Lex & yacc parsing statements

2
votes

I am trying to build a very simple language using lex and yacc It can have only one int variable through assignment like this 

a = 1

It can print variable like this 

print a

It has to print the value only if variable name matches else it has to print error message
My lex file is 

%{
    #include "y.tab.h"
    #include <stdlib.h>
    void yyerror(char *);
%}
letter      [A-z]
digit       [0-9]
%%
"print"         {return PRINT;}
{letter}+      { yylval.id = yytext;return IDENTIFIER;}
{digit}+      { yylval.num = atoi(yytext);return NUMBER; }

[=\n]      return *yytext;

[ \t]       ; /* skip whitespace */

.           yyerror("invalid character");

%%

int yywrap(void) {
    return 1;
}

And my yacc file is 

%{
    #include <stdio.h>
    #include <string.h>
    int yylex(void);
    void yyerror(char *);
    int value;
    char *key;
    void print_var(char *s);
%}
%union {char *id;int num;}
%start exp
%token <id>   IDENTIFIER
%token <num>   NUMBER
%token PRINT

%%

exp: IDENTIFIER '=' NUMBER '\n' {key = $1;value = $3;}
    |PRINT IDENTIFIER '\n'      {print_var($2);}
    |exp IDENTIFIER '=' NUMBER '\n' {key = $2;value = $4;}
    |exp PRINT IDENTIFIER '\n'      {print_var($3);}
    ;
%%
void yyerror(char *s) {
    fprintf(stderr, "%s\n", s);
}

void print_var(char *s){
    if(strcmp(s,key) == 0){
        printf("%s:%d\n",key,value);
    }else{
        printf("%s not found\n",s);
    }
}

int main(void) {
    yyparse();
    return 0;
}

But when I type something like this 

a = 1
print a

I get the following error a not found

1
yacclex

1 Answers

0
votes

Once your lex program returns to yacc (or basically, goes anywhere outside the rule), the yytext value is not necessarily untouched.
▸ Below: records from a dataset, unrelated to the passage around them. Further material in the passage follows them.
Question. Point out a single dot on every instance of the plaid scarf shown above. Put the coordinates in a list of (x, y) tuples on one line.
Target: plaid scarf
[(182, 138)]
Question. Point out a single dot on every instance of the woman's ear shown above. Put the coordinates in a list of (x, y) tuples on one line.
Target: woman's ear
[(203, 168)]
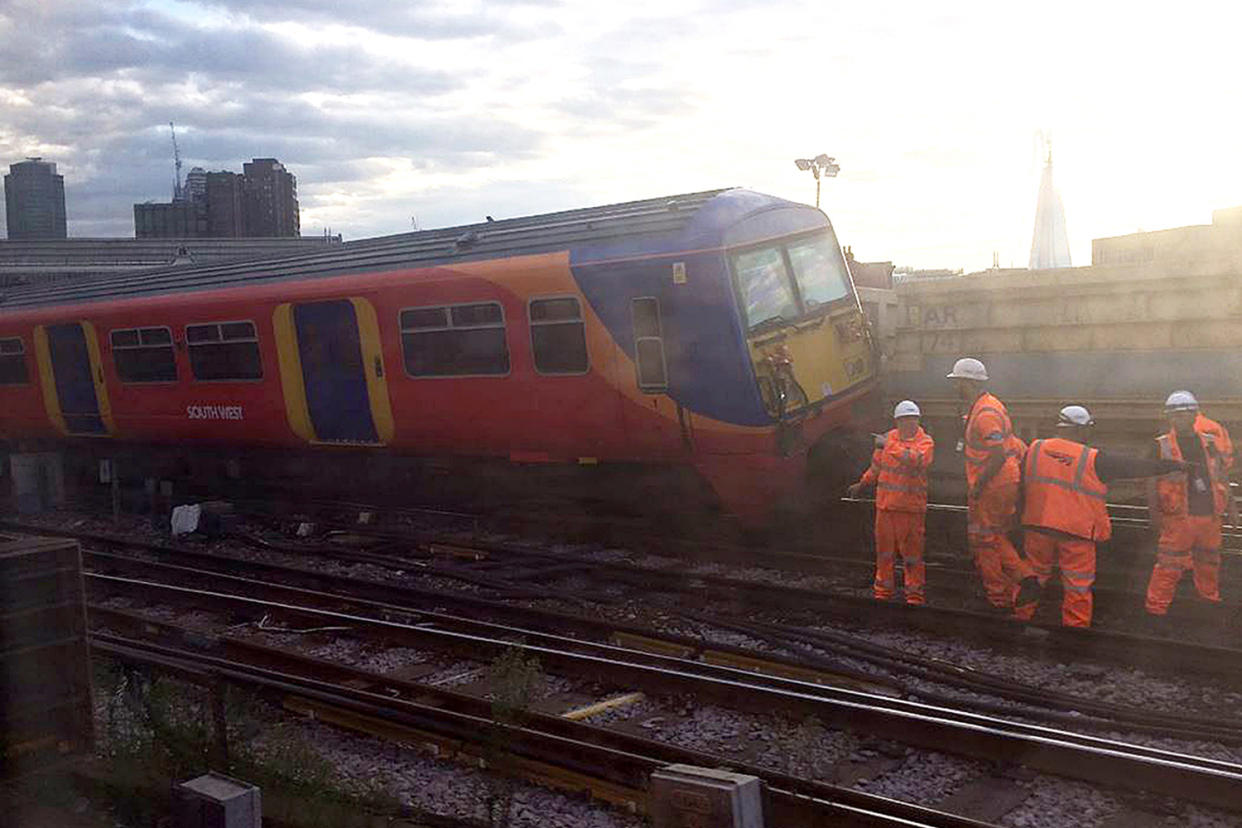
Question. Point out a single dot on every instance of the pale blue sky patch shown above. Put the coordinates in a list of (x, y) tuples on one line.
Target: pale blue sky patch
[(455, 111)]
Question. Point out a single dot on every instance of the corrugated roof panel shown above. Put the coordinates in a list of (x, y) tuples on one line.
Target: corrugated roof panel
[(487, 240)]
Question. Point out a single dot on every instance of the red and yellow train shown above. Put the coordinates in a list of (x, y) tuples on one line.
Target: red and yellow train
[(717, 332)]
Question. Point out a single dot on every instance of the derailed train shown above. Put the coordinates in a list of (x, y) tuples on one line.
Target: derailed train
[(717, 332)]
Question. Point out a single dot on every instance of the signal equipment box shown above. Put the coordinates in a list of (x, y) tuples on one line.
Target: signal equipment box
[(684, 796), (217, 801)]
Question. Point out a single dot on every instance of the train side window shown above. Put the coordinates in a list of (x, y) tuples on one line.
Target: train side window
[(224, 350), (144, 355), (455, 340), (648, 345), (13, 363), (558, 335)]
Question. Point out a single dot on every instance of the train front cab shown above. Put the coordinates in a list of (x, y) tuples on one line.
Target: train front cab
[(814, 364)]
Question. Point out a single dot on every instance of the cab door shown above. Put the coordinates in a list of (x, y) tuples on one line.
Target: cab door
[(333, 371), (72, 378)]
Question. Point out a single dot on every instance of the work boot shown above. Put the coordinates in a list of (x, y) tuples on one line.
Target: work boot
[(1156, 626), (1028, 591)]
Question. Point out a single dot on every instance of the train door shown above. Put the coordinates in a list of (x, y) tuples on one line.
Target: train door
[(73, 391), (332, 365)]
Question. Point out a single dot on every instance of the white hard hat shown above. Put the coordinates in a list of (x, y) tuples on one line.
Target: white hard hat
[(907, 409), (968, 368), (1181, 401), (1073, 416)]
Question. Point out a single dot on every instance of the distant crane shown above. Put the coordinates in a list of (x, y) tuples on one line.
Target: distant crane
[(178, 194)]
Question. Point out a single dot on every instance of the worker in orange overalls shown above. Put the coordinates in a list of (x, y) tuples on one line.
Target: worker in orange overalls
[(899, 473), (994, 456), (1186, 507), (1065, 483)]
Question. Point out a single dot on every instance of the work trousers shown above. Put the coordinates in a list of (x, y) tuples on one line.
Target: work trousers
[(1076, 559), (1186, 543), (989, 517), (899, 533)]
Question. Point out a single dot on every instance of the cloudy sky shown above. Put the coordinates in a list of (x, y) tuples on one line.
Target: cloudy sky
[(450, 111)]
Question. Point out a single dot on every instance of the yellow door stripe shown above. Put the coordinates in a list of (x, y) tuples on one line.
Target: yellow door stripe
[(47, 380), (101, 389), (292, 384), (374, 369)]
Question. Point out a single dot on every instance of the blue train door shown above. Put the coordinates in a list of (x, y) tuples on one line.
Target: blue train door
[(75, 379), (333, 373)]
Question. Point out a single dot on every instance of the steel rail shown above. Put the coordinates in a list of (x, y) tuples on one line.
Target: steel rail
[(574, 746), (1045, 749), (1127, 649), (385, 598)]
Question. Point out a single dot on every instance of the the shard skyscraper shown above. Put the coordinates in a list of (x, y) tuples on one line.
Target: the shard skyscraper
[(1050, 247)]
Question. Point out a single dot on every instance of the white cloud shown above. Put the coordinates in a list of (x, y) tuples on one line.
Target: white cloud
[(450, 109)]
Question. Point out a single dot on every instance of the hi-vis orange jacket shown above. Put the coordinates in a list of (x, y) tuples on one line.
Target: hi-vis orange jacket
[(1219, 451), (899, 472), (1062, 490), (986, 426)]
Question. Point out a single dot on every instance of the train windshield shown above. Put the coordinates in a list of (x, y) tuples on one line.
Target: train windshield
[(766, 291), (768, 286), (820, 271)]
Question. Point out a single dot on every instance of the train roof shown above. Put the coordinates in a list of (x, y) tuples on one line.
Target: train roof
[(661, 217)]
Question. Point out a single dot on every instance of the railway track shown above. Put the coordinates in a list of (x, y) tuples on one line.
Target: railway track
[(521, 565), (1124, 565), (1041, 747), (1062, 752)]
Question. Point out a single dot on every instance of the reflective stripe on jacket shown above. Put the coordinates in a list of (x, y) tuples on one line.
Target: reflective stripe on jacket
[(1219, 452), (1063, 492), (899, 472), (986, 426)]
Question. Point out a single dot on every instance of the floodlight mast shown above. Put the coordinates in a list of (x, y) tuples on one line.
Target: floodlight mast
[(820, 165)]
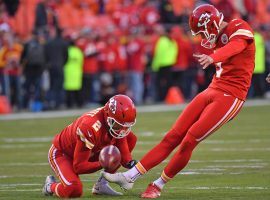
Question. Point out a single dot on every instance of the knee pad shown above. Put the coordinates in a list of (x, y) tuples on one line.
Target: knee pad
[(189, 143), (131, 140), (74, 190)]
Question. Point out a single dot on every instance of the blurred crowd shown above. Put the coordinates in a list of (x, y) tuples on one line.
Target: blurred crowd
[(57, 54)]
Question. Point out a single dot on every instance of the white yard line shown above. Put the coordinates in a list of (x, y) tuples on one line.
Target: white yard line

Rather than make id a pointer to yytext, you should use strdup or something that to make a copy of the string in yytext.

This is mentioned in flex's manual in 21.3 A Note About yytext And Memory.

In your grammar, this is the only rule shown:

exp: IDENTIFIER '=' NUMBER '\n' {key = $1;value = $3;}
    |PRINT IDENTIFIER '\n'      {print_var($2);}
    |exp IDENTIFIER '=' NUMBER '\n' {key = $2;value = $4;}
    |exp PRINT IDENTIFIER '\n'      {print_var($3);}
    ;

It copies a pointer into the global variable key (again, that runs into the problem of memory corruption) and prints the $2 identifier. If you allocated a copy of yytext in the lex program, it seems you could safely free that in print_var. The two assignments to key should be replaced by calls to a function which sets key, while checking if it was already set, e.g.,

void set_key(const char *value)
{
    if (key != 0)
        free(key);
    key = strdup(value);
}

That would leave no more than one copy of yytext allocated at a time — an insignificant amount of memory.